Si ritiene che il virus Ebola, che provoca una malattia grave e spesso mortale, venga trasmesso all'uomo da animali selvatici e si diffonda agli esseri umani mediante trasmissione interumana. Il primo focolaio documentato della malattia da virus Ebola risale al 1976 e si verificò Repubblica democratica del Congo. Tutti quelli successivi si sono verificati in Africa.

Novembre 2014 – l'EFSA fornisce consulenza scientifica sul rischio di trasmissione del virus Ebola attraverso la manipolazione, la preparazione e il consumo di carne di animali selvatici importata illegalmente in Europa dall'Africa occidentale e centrale.

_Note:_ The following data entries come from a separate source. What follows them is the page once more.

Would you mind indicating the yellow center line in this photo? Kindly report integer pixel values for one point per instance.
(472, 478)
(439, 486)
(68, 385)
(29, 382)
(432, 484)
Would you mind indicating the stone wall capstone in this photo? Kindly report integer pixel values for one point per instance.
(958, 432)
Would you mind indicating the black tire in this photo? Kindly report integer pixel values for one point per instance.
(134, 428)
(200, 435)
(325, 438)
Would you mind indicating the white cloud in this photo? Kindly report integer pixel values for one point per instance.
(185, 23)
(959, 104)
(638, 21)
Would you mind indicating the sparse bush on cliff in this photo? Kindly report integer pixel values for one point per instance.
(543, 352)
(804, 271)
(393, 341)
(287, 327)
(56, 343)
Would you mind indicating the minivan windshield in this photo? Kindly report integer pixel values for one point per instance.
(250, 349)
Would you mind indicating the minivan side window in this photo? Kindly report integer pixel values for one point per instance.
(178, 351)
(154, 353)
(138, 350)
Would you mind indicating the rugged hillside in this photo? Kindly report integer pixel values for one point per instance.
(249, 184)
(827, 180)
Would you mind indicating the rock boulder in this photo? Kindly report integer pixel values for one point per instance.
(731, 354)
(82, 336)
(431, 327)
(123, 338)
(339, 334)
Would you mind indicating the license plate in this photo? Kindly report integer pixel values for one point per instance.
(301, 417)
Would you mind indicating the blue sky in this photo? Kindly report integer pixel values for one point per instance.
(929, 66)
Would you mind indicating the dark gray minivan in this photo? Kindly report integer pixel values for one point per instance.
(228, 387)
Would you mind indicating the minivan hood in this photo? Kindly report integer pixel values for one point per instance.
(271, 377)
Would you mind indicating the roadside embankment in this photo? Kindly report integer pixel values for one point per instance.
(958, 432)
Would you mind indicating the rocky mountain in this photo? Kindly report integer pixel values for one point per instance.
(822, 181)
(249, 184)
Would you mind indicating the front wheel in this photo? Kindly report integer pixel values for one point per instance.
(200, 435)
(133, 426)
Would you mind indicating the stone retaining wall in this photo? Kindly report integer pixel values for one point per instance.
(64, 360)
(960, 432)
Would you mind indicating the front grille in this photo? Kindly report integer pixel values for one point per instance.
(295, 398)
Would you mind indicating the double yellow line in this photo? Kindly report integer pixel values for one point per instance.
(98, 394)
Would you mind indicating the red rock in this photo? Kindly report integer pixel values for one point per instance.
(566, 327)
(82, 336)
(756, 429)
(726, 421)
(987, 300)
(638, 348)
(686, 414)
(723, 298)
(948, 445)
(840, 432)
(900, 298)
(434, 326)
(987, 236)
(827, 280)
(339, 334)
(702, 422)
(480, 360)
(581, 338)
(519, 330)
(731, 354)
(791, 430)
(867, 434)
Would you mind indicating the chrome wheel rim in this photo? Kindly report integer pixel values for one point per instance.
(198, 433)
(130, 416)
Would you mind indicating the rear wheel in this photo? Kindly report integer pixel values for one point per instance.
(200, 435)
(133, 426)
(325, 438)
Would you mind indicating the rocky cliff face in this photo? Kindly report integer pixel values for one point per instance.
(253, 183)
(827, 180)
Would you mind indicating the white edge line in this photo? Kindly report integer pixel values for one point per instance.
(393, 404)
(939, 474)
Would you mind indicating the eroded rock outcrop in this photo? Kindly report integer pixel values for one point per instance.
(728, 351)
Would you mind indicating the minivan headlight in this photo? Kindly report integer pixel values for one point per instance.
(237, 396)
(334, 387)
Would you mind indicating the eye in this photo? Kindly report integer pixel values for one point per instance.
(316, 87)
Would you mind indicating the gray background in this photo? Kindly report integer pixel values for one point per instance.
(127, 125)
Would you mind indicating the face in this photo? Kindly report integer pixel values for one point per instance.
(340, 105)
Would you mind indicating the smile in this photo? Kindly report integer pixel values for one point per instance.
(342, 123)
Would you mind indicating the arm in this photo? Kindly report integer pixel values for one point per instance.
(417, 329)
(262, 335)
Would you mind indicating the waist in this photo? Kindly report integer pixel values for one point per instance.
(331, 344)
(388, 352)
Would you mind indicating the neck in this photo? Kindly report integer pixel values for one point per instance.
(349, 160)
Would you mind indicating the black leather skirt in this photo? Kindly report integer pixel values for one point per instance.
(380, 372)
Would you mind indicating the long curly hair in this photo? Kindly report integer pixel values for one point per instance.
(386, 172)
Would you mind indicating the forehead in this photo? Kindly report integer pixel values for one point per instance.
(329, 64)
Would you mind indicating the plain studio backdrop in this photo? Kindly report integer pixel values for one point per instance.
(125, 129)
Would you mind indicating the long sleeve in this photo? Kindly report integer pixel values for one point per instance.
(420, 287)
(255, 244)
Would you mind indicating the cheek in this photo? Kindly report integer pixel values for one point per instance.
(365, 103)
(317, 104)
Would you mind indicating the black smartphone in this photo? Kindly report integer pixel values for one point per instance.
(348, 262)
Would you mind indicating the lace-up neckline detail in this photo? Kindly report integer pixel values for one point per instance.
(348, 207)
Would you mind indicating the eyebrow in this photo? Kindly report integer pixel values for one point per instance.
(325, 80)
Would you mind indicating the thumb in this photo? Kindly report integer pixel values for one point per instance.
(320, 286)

Dicembre 2014 – l'EFSA fornisce consulenza scientifica sul rischio di trasmissione del virus Ebola attraverso la manipolazione, la preparazione e il consumo di carne di animali selvatici importata illegalmente in Europa dall'Africa occidentale e centrale.

Marzo 2015 – a complemento della consulenza scientifica sulla carne di animali selvatici, gli esperti dell'EFSA valutano il rischio di trasmissione di Ebola tramite il consumo di alimenti crudi – come piante, frutta e verdura – importati legalmente nell'UE da Paesi africani.

Giugno 2015 – L’EFSA, in collaborazione con rappresentanti di organismi partner europei e mondiali, analizza i fattori scatenanti del rischio di trasmissione di Ebola dagli animali agli esseri umani in Africa occidentale.

L'EFSA fornisce assistenza tecnica ai gestori del rischio in merito ai rischi di trasmissione di Ebola tramite alimenti o da animali. L'EFSA svolge tale lavoro in cooperazione con agenzie ad essa affini e altre organizzazioni internazionali pertinenti

L'attuale focolaio della malattia da virus Ebola nell'Africa occidentale costituisce serio motivo di preoccupazione. La Commissione europea sta lavorando a stretto contatto con gli Stati membri dell'UE in seno al comitato per la sicurezza sanitaria per tenere questi ultimi informati sugli ultimi sviluppi e coordinare gli approcci da adottare in tema di prevenzione e preparazione rispetto alla malattia da virus Ebola.